Di tengah kemeriahan fairy tale royal wedding, saya tiba-tiba terhenyak. Iya ya, kita ini senang sekali hidup dalam khayalan. Rasanya nyaman dan nikmat sekali. Karena itu sinetron glamor dan percintaan remeh temeh sangat digemari, tak peduli usia. Apa salahnya membumi? mensyukuri dan menikmati realita walaupun tak seindah mimpi? Justru dengan melihat realita kita tidak tertipu oleh bayangan yang menipu sehingga kita tidak salah hidup atau salah langkah. Tapi tampaknya rakyat dunia memang sedang perlu cuti dari realita. Kita letih dengan resesi yang berkepanjangan, perang tak berkesudahan, kerserakahan dan semua berita negatif yang berputar di sekeliling kita. Belum lagi berbagai kejadian yang bersinggungan dengan kita pribadi.

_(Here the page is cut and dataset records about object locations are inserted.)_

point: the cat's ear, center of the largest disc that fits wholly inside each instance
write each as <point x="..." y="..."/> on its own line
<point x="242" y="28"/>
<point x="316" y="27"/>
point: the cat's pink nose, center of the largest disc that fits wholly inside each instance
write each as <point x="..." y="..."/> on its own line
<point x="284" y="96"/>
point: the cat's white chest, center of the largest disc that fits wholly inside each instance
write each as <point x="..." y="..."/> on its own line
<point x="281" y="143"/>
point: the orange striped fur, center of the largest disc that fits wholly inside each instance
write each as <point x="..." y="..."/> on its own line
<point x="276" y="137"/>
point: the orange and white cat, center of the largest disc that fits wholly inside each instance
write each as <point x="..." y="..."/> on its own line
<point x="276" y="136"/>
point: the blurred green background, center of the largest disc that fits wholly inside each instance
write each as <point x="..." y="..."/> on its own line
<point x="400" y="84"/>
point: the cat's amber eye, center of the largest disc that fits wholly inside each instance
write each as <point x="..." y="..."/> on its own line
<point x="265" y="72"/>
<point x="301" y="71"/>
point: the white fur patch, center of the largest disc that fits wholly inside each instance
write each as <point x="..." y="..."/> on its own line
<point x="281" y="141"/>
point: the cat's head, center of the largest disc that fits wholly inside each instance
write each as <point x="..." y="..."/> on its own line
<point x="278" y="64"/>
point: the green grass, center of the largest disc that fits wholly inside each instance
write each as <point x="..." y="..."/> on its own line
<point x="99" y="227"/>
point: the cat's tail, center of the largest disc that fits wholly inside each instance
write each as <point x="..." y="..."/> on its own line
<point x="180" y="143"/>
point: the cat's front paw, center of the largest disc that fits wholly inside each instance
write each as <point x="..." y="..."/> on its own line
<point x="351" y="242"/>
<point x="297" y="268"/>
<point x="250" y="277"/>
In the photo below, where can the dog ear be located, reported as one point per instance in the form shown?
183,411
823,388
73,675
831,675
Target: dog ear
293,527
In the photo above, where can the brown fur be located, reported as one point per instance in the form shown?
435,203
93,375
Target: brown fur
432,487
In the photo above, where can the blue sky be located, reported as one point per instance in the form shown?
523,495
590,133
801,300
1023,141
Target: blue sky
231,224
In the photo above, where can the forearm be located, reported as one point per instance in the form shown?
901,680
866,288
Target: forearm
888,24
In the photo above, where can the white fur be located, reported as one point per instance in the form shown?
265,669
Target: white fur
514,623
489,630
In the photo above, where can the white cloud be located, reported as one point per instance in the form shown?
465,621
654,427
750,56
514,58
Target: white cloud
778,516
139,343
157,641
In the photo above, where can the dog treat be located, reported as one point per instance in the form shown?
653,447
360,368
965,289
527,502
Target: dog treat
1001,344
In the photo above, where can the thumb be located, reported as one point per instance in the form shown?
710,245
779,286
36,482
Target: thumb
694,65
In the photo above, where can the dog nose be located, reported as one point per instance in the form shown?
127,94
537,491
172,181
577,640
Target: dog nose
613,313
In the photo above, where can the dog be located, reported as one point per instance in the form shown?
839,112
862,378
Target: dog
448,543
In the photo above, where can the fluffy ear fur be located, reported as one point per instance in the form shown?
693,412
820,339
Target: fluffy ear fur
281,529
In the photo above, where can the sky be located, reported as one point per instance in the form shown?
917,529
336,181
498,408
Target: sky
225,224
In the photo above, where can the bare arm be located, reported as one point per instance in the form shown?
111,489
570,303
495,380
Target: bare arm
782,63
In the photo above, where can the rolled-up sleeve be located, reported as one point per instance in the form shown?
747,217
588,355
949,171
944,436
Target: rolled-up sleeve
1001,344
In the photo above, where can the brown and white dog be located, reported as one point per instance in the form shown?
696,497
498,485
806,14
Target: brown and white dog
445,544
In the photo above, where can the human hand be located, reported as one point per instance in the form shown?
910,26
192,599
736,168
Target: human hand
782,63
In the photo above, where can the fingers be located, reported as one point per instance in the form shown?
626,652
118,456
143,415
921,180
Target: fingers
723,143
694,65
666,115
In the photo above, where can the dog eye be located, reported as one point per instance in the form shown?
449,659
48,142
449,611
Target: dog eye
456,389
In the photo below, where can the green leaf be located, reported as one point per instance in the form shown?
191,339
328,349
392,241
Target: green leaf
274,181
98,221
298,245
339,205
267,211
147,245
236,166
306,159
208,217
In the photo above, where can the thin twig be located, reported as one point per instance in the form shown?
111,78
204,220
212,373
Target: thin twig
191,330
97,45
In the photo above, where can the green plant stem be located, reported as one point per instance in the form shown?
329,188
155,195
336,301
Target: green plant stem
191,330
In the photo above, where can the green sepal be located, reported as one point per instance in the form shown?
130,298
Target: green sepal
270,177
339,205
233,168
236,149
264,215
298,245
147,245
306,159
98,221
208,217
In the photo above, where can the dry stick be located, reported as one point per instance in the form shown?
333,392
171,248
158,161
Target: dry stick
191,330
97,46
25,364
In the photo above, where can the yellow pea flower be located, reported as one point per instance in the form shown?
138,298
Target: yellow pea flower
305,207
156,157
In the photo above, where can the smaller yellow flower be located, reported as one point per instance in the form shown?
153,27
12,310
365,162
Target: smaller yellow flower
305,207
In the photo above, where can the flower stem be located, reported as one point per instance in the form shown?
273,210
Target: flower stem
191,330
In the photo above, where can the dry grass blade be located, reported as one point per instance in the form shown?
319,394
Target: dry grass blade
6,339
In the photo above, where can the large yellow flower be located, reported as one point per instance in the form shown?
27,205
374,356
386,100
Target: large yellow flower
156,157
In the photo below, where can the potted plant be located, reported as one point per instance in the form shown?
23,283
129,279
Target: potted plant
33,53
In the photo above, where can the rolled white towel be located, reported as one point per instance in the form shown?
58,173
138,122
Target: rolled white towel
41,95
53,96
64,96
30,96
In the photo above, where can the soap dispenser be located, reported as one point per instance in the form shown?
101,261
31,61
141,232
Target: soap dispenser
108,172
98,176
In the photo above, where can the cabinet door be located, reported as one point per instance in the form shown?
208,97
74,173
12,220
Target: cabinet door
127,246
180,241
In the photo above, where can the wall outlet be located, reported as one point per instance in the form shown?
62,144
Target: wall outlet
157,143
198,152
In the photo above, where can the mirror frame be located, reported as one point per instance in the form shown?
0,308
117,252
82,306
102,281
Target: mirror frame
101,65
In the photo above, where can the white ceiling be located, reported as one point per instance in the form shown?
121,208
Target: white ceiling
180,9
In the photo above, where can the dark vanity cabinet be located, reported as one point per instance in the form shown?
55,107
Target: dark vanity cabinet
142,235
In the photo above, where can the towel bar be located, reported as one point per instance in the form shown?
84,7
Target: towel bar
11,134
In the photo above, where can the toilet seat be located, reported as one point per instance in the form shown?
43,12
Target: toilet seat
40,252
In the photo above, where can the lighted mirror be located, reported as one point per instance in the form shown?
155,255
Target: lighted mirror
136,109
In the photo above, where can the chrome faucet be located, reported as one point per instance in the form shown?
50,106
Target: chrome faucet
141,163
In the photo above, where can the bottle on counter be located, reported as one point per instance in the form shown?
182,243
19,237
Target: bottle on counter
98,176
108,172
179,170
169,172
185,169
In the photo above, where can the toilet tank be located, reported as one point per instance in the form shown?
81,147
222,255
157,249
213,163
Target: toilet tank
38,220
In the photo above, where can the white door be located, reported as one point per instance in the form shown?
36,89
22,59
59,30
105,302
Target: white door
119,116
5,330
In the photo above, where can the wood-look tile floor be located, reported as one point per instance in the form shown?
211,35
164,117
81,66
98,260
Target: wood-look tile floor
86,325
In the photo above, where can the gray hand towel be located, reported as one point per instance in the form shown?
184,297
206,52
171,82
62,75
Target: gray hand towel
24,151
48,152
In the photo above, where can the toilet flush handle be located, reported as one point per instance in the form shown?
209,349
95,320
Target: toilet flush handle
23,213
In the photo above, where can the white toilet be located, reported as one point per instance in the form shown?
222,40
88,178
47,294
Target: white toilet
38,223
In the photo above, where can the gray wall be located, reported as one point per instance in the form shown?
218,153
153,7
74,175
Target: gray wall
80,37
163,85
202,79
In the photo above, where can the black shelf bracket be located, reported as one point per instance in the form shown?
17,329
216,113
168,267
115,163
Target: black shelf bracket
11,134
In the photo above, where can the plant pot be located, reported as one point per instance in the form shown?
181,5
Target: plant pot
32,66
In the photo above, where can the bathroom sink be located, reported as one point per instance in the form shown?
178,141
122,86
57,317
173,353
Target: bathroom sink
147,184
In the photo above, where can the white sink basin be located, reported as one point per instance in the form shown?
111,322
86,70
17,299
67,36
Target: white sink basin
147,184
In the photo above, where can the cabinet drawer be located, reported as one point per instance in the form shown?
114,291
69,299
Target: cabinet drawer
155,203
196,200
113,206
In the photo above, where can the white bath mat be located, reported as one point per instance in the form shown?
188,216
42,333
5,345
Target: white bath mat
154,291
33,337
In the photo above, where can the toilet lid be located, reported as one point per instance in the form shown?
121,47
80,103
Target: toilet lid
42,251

Saya lalu berpikir, apakah saya terlalu serius menanggapi kehebohan remeh temeh yang ditunjukkan dunia terhadap berita baik pernikahan ini? Rasanya sih iya. Padahal orang cuma sedang butuh hiburan saja, refreshing. Jadi, kalau saya ikutan menikmati berita gembira ini, tak ada salahnya juga. Asal tidak kebablasan, bisa tak bisa kembali dari alam khayali...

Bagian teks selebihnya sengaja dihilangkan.